Dürer is popular with setters. How else do you get out of D_R_R? There is little more dire than DIRER and only he who foolishly dares tries DARER.
The images themselves not so much, perhaps, though, in the course of this puzzle’s progress from idea to publication there was an Enigmatic Variations puzzle based on Dürer’s Melencolia I, making much play of the magic square within. You could probably get half-a-dozen more puzzles out of that engraving’s symbolism. And I always think the angel looks more miffed than melancholic.
So I wasn’t the only one looking at Dürer. I’m no great shakes at the visual arts, and my knowledge of them is patchy and idiosyncratic. So I can’t recall where I first encountered this other great Dürer engraving. It’s a profoundly gloomy image, with the figures scarcely emerging from a dark background, but I find it hard to forget.
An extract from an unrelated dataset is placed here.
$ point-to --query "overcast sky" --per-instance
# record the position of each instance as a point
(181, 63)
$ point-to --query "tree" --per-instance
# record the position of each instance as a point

So much so that I rejigged the supposedly completed grid on the grounds that it didn’t reflect my memory. The three 4×12 blocks were originally horizontal, but the engraving is resolutely vertical. Flipping that initial grid across the diagonal gave me the verticality I wanted, with all three protagonists becoming down entries.
Once you’ve reinterpreted the title as Night, Dearth and the Lived then the grid fill has its constraints. In particular, I wanted as many reversible words as possible in the appropriate section, as I didn’t fancy dreaming them up for the clues! I remain disappointed in the number I achieved, based on the clue-writing process…
I don’t particularly like knight’s moves as a gimmick, but this really did cry out for them. I think there’s a difference between being asked to trace unspecified thematic words via knight’s moves, and being asked to find ALBRECHT DÜRER. There are never that many Bs in a puzzle, and the chance of more than one L-B-R sequence is limited. And then you had four squares which you knew had to be part of the route, including the starting point.
There’s a reason for those squares as well. Dürer signed his pictures with his initials in a square. I thought it a bit much to bring in a clash along with everything else going on, but at the very least I could have his initials in two squares.
The working title was Troika, which is nowhere near right, but it’s short when you’re writing file names. I changed this to Graven Images on submission as I saw the theme being the three distinct images in the engraving, but the editorial decision was to treat the whole as a single image.
The two Listener editors have different solving styles, and one is consistently quicker than the other (at least with my puzzles). I was interested to note that they reversed position for this one. Solver comments since then have been ‘very hard’ and ‘about average’. All of which rather confirms me in my claim that the setter has relatively little say in assessing the difficulty of his/her offerings.